- Rockville Township, Minnesota Location within the state of Minnesota
- Coordinates: 45°27′N 94°19′W﻿ / ﻿45.450°N 94.317°W
- Country: United States
- State: Minnesota
- County: Stearns

Area
- • Total: 34.5 sq mi (89.3 km^{2})
- • Land: 32.5 sq mi (84.3 km^{2})
- • Water: 1.9 sq mi (5.0 km^{2})
- Elevation: 1,099 ft (335 m)

Population (2000)
- • Total: 1,254
- • Density: 39/sq mi (14.9/km^{2})
- Time zone: UTC-6 (Central (CST))
- • Summer (DST): UTC-5 (CDT)
- ZIP code: 56369
- Area code: 320
- FIPS code: 27-55096
- GNIS feature ID: 0665440

= Rockville Township, Stearns County, Minnesota =

Rockville Township was a township in Stearns County, Minnesota, United States. The population was 1,254 at the 2000 census. On 1 June 2002, Rockville Township and the city of Pleasant Lake were merged into the city of Rockville.

==Geography==
According to the United States Census Bureau, the township had a total area of 34.5 square miles (89.3 km^{2}). 32.5 square miles (84.3 km^{2}) of it was land and 1.9 square miles (5.0 km^{2}) of it (5.60%) was water.

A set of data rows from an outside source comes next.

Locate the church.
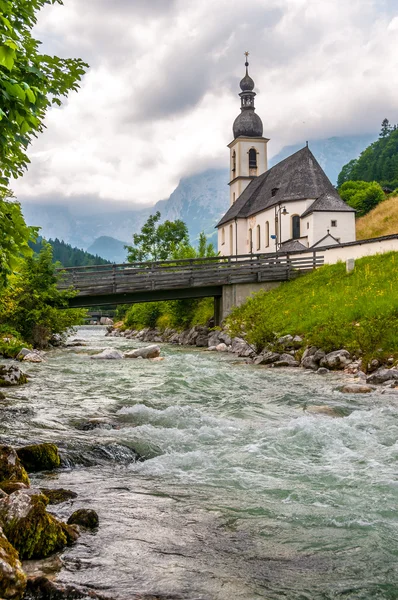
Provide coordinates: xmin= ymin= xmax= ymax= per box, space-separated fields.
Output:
xmin=217 ymin=58 xmax=355 ymax=256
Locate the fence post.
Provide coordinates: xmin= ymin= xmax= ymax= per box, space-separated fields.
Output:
xmin=112 ymin=264 xmax=116 ymax=294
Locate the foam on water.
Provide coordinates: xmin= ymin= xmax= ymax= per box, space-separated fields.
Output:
xmin=0 ymin=328 xmax=398 ymax=600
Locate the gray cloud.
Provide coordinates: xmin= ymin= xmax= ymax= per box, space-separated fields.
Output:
xmin=15 ymin=0 xmax=398 ymax=209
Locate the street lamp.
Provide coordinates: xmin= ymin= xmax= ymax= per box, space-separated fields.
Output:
xmin=275 ymin=204 xmax=289 ymax=252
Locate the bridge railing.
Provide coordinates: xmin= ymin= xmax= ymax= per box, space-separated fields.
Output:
xmin=59 ymin=251 xmax=323 ymax=296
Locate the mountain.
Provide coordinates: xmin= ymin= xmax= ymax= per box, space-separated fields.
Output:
xmin=29 ymin=237 xmax=109 ymax=267
xmin=21 ymin=134 xmax=377 ymax=262
xmin=87 ymin=235 xmax=127 ymax=263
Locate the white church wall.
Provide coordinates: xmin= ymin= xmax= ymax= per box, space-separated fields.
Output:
xmin=309 ymin=212 xmax=356 ymax=246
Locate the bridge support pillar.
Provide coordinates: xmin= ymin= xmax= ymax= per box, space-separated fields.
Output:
xmin=219 ymin=281 xmax=282 ymax=325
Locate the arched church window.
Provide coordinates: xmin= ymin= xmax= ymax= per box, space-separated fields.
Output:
xmin=231 ymin=150 xmax=236 ymax=173
xmin=292 ymin=215 xmax=300 ymax=240
xmin=256 ymin=225 xmax=261 ymax=250
xmin=265 ymin=221 xmax=269 ymax=248
xmin=249 ymin=148 xmax=257 ymax=169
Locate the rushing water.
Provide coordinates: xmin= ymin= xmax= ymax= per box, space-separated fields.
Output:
xmin=0 ymin=328 xmax=398 ymax=600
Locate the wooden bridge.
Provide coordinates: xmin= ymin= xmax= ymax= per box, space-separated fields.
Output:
xmin=58 ymin=252 xmax=323 ymax=324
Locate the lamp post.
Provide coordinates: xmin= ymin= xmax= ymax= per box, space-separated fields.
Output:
xmin=275 ymin=204 xmax=289 ymax=252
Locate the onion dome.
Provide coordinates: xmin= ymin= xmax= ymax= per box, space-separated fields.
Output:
xmin=233 ymin=52 xmax=263 ymax=138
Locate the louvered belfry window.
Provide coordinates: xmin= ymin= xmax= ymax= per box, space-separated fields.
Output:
xmin=249 ymin=148 xmax=257 ymax=169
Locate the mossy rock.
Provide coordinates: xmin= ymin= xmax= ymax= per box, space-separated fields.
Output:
xmin=0 ymin=527 xmax=26 ymax=600
xmin=0 ymin=480 xmax=29 ymax=494
xmin=0 ymin=446 xmax=30 ymax=491
xmin=0 ymin=490 xmax=80 ymax=559
xmin=40 ymin=488 xmax=77 ymax=504
xmin=0 ymin=365 xmax=28 ymax=387
xmin=68 ymin=508 xmax=99 ymax=529
xmin=17 ymin=444 xmax=61 ymax=473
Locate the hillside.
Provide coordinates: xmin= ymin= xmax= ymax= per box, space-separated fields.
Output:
xmin=29 ymin=237 xmax=109 ymax=267
xmin=20 ymin=134 xmax=376 ymax=252
xmin=337 ymin=119 xmax=398 ymax=190
xmin=88 ymin=235 xmax=127 ymax=263
xmin=227 ymin=252 xmax=398 ymax=358
xmin=356 ymin=196 xmax=398 ymax=240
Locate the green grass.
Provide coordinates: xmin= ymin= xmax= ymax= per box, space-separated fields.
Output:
xmin=226 ymin=252 xmax=398 ymax=359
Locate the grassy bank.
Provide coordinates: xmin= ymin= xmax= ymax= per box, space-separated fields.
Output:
xmin=227 ymin=252 xmax=398 ymax=359
xmin=356 ymin=196 xmax=398 ymax=240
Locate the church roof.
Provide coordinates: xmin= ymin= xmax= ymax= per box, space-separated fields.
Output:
xmin=280 ymin=240 xmax=308 ymax=252
xmin=301 ymin=192 xmax=355 ymax=217
xmin=217 ymin=146 xmax=353 ymax=227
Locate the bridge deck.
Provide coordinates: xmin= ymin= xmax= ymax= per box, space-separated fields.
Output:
xmin=59 ymin=252 xmax=323 ymax=306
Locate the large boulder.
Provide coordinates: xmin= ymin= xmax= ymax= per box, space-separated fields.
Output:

Rockville Township is located in Township 123 North of the Arkansas Base Line and Range 29 West of the 5th Principal Meridian.

==Demographics==
As of the census of 2000, there were 1,254 people, 399 households, and 339 families residing in the township. The population density was 38.5 PD/sqmi. There were 441 housing units at an average density of 13.6 /sqmi. The racial makeup of the township was 99.52% White, 0.08% Native American, 0.08% Asian, 0.08% from other races, and 0.24% from two or more races. Hispanic or Latino of any race were 0.16% of the population.

There were 399 households, out of which 45.1% had children under the age of 18 living with them, 81.7% were married couples living together, 1.8% had a female householder with no husband present, and 15.0% were non-families. 12.0% of all households were made up of individuals, and 3.0% had someone living alone who was 65 years of age or older. The average household size was 3.14 and the average family size was 3.45.

In the township the population was spread out, with 32.5% under the age of 18, 5.7% from 18 to 24, 30.5% from 25 to 44, 22.4% from 45 to 64, and 8.9% who were 65 years of age or older. The median age was 36 years. For every 100 females, there were 108.3 males. For every 100 females age 18 and over, there were 102.6 males.

The median income for a household in the township was $61,250, and the median income for a family was $65,625. Males had a median income of $36,250 versus $25,063 for females. The per capita income for the township was $20,703. About 1.5% of families and 2.0% of the population were below the poverty line, including 0.9% of those under age 18 and 2.8% of those age 65 or over.